Keywords: Dyslipidemia, familial xanthelasma, premature coronary artery disease

How to cite this article:
Dwivedi S, Aggarwal A, Singh S, Sharma V. Familial Xanthelasma with Dyslipidemia: Just Another Family Trait?. North Am J Med Sci 2012;4:238-40

How to cite this URL:
Dwivedi S, Aggarwal A, Singh S, Sharma V. Familial Xanthelasma with Dyslipidemia: Just Another Family Trait?. North Am J Med Sci [serial online] 2012 [cited 2023 Apr 1];4:238-40. Available from: https://www.najms.org/text.asp?2012/4/5/238/95910

  Introduction Top

Some cutaneous manifestations serve as a warning sign for high likelihood of early onset coronary artery disease (CAD) in an individual. These include xanthomas, xanthelasma, arcus juvenilis, and premature graying and balding in smokers; markers of insulin resistance like skin tags, acanthosis nigricans, and central obesity; hyperpigmented hands in betel quid sellers, cutaneous signs of gout, rheumatoid arthritis, psoriasis.[1],[2]
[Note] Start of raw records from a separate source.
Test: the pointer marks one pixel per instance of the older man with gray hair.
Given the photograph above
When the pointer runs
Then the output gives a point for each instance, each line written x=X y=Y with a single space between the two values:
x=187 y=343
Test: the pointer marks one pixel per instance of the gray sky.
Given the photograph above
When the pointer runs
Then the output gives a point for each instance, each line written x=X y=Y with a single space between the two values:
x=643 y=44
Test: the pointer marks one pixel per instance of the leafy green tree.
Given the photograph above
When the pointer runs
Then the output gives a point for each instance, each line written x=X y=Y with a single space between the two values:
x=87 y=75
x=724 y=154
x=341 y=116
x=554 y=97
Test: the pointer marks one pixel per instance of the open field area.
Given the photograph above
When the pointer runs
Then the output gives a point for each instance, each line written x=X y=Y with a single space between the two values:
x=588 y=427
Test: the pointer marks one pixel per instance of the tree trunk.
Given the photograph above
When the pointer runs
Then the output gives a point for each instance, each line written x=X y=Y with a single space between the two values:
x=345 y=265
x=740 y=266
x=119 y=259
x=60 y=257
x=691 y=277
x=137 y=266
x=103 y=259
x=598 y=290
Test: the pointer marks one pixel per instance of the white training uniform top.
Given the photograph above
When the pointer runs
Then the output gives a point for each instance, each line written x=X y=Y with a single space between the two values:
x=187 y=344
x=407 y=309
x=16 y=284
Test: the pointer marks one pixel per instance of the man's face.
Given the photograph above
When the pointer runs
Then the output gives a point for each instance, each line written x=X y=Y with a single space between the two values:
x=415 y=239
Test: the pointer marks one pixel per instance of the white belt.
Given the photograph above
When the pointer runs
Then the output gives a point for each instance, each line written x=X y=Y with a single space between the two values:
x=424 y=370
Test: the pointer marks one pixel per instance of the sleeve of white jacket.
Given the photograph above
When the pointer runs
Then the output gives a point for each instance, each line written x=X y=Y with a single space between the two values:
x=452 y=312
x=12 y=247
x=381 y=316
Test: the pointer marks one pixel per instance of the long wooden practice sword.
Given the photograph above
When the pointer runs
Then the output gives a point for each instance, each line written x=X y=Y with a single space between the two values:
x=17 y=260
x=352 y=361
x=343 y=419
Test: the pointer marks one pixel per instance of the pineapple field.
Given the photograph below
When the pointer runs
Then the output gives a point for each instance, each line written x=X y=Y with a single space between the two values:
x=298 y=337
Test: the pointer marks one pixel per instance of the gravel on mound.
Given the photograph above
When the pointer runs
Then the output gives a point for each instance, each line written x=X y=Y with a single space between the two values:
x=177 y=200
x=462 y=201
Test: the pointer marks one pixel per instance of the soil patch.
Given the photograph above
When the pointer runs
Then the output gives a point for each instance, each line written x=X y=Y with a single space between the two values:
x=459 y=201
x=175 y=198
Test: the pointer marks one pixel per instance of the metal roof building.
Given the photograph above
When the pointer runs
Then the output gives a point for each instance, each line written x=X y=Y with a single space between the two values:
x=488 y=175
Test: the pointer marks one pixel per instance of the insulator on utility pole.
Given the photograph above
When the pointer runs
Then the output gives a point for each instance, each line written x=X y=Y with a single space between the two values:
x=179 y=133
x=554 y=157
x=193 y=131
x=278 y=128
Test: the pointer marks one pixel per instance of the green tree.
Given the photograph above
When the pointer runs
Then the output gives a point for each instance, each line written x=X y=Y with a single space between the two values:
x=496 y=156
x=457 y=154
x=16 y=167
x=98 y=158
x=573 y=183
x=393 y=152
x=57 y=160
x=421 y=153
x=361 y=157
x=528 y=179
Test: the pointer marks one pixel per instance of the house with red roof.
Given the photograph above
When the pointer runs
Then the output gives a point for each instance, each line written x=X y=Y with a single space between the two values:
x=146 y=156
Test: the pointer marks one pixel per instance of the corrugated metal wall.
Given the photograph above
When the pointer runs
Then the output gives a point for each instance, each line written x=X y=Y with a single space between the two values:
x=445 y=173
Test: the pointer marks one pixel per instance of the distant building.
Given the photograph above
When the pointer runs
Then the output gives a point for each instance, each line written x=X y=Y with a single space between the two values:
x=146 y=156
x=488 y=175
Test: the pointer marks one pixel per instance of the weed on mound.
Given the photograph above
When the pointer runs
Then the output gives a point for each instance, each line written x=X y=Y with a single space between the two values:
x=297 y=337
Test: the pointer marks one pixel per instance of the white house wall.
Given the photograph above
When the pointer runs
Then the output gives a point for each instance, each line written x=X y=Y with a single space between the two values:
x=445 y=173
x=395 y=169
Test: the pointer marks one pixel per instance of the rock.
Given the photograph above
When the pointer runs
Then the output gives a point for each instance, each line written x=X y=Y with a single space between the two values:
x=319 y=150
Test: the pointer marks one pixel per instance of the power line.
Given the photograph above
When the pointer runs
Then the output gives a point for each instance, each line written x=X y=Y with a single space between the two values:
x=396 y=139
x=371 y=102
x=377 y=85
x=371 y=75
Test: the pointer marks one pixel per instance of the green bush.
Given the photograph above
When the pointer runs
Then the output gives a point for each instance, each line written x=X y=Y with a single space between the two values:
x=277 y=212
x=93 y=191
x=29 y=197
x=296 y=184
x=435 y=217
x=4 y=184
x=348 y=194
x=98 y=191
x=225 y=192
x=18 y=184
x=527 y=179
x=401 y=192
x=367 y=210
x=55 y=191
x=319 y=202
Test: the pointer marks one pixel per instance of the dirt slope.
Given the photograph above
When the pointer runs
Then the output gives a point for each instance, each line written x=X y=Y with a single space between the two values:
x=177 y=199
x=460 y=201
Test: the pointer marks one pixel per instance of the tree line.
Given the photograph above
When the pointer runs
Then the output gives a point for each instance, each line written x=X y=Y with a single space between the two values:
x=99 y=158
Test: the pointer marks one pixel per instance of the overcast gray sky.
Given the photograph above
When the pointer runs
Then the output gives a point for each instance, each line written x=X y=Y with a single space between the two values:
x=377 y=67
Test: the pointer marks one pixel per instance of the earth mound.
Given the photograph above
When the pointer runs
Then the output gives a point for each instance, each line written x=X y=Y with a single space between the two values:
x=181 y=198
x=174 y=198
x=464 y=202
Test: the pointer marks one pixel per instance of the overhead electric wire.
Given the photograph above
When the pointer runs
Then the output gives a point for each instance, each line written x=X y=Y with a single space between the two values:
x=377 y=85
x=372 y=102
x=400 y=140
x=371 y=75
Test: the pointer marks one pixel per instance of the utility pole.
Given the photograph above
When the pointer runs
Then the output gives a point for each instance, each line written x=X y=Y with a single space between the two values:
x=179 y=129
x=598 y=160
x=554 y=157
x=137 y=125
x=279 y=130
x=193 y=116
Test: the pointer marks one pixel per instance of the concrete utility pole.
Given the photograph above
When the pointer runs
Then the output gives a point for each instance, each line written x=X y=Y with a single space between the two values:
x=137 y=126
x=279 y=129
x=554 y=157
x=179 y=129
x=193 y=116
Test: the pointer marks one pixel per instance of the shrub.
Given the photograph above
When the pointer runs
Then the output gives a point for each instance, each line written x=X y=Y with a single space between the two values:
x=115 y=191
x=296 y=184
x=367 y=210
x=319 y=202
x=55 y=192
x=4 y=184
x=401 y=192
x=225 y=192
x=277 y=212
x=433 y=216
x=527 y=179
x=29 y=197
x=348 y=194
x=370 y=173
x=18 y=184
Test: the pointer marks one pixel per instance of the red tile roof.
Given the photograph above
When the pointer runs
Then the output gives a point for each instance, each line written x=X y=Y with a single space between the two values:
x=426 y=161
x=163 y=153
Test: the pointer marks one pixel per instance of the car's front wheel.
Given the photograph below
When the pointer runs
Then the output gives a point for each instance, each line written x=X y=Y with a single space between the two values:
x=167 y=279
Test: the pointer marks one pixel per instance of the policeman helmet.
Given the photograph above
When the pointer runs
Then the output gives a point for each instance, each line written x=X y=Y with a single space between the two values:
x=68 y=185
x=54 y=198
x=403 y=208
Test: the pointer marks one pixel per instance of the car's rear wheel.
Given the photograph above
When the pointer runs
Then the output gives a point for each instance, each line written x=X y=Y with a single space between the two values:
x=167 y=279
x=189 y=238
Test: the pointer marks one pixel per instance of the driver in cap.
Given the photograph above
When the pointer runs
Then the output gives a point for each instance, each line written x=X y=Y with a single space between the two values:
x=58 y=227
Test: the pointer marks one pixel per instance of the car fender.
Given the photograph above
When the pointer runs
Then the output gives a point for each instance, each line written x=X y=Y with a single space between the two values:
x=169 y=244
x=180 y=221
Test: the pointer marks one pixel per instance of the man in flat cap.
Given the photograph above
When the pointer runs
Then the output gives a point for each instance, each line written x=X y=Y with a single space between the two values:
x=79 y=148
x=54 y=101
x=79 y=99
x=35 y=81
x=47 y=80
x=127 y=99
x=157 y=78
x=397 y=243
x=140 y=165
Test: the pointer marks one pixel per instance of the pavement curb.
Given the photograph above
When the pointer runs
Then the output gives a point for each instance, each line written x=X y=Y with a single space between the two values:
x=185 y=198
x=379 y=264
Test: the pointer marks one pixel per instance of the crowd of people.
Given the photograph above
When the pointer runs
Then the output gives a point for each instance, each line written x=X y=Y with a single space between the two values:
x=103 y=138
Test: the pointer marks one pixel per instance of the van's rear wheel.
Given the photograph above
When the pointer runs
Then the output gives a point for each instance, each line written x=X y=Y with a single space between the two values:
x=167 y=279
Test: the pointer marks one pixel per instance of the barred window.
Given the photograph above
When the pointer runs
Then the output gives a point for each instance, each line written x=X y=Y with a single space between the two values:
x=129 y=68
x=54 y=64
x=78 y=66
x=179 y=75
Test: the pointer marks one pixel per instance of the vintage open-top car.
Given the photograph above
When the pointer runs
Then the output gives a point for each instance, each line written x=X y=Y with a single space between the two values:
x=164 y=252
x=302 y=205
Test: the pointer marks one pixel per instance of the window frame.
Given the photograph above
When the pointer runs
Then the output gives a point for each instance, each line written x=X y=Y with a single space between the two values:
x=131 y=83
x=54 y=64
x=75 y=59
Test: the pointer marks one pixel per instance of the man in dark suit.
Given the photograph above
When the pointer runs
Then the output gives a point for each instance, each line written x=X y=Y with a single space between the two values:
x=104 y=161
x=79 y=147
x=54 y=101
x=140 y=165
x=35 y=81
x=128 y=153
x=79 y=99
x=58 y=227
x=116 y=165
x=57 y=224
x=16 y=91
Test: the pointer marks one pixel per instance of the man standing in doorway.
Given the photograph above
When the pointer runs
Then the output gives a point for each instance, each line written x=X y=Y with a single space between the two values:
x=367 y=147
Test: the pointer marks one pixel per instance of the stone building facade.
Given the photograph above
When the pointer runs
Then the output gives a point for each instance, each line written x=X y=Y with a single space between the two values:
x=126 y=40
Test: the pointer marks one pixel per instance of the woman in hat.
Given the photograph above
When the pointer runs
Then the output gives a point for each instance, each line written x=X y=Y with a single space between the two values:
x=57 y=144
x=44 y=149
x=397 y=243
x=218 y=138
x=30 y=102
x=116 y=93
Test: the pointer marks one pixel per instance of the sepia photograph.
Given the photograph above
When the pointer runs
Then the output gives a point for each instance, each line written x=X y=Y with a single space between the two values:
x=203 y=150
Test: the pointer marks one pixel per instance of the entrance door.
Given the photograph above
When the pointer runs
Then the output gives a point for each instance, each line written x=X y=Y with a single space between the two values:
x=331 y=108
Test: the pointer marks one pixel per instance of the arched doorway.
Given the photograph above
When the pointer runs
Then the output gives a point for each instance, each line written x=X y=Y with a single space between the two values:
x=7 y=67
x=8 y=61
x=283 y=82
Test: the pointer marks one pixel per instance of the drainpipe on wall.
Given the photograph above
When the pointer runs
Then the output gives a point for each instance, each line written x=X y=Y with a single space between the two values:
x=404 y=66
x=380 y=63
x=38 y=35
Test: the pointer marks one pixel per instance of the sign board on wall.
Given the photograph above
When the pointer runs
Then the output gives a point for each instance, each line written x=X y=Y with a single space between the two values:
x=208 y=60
We report here the case of a young male with familial xanthelasma and gynoid obesity who presented with acute ST elevation inferior wall myocardial infarction. He was treated with thrombolysis, anti-ischemic, and hypolipidemic agents. Interestingly other family members also had xanthelasma. We present the case to highlight the familial xanthelasma with dyslipidemia which predisposed our patient to acquire early onset CAD.

  Case Report Top

A 35-year-old male presented to the medical emergency with complaints of retrosternal discomfort, uneasiness, and sweating for 1 hour prior to presentation. The patient had a similar episode 2 days back for which he was observed for a few hours and sent back home after serial electrocardiograms came out to be normal. There was no past history of CAD, diabetes mellitus, hypertension or stroke. The patient was a nonsmoker and there was no history of use of smokeless tobacco either. There was no history of alcohol intake or drug abuse. His father had died of "heart attack" at around 40 years of age. The patient had developed light-colored patches around the eyes over the past 10 years; the same were also present in his mother and were also developing in his younger brother [Figure 1]a-c.
Figure 1: (a) Patient with prominent bilateral xanthelasma, (b) mother with prominent xanthelasma at medial and lateral canthi, and (c) brother with xanthelasma at medial and lateral canthi.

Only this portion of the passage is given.